We knew we had to order the mofongo since we had heard so much about it, and once we saw the pilón (wooden mortar and pestle) for making mofongo we knew it was going to be good! We ordered a roast pork mofongo ($11.50 – other options include plain, chicken, beef or shrimp), and the house special, coco tropical ($9.50), which is roast chicken over a bed of coconut rice and spicy pineapple chutney, and a side orders tostones – fried plantains ($3.69). Also on the menu are beef stew (carne guisada), a cubano sandwich, rotisserie chicken, and even a vegetarian plate. If you are there for lunch, the specials seemed like an amazing deal at $6.

CampusGrille

With our Jarritos fruit sodas in hand we waited only a short while for the food to arrive (there were a few tables outside, too). Both dishes were excellent, and the proportions were huge. The mofongo was excellent, and the pork was tender and well spiced, the plantain portion was flavorful and garlicky, and not mushy, which is how we like our mofongo. The coco tropical was delicious, the rotisserie chicken was tender and flavorful, and it would be perfect for those with something a bit more sweet in mind. I think Campus Grille knows that you probably aren’t going to finish your entrée, because they serve everything in round foil to-go containers from the start, and if you don’t finish you can get the plastic lid at the counter.
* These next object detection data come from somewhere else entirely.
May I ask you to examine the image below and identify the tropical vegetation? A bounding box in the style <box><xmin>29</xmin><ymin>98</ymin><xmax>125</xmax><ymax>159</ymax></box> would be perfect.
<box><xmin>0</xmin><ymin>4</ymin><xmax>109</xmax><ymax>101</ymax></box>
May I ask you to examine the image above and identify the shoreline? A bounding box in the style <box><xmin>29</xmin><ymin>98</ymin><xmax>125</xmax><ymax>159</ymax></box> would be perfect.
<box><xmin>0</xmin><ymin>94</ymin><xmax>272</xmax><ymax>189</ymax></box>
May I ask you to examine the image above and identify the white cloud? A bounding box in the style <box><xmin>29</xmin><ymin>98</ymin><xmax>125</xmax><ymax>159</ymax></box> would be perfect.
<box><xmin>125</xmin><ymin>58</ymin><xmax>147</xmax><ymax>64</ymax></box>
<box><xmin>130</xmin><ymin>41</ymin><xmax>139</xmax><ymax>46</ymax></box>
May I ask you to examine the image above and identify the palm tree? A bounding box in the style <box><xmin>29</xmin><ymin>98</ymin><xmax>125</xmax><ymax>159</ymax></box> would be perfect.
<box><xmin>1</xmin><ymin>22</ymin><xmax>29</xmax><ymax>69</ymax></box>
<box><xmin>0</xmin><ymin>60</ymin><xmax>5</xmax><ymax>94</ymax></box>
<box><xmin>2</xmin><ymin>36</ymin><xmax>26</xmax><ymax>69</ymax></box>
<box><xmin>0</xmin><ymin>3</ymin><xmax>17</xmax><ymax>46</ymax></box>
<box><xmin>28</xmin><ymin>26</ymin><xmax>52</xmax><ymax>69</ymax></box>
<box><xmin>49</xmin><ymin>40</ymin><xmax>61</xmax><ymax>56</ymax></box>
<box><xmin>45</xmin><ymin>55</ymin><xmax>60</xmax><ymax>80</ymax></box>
I can see how some people would not like that, but we thought it was kind of genius.CampusGrille3

Unfortunately, we were not up for dessert, but the flan and tres leches cake looked pretty good, too. We really enjoyed our meal at Campus Grille, it had a lot going for it: great pork, Goya products for sale by the counter and Prince Royce on the radio! Most importantly, this was some of the best mofongo we have had outside of Puerto Rico. We were so happy to have found Campus Grille, and are excited to explore more Puerto Rican food in Cleveland. Do you have any recommendations for us?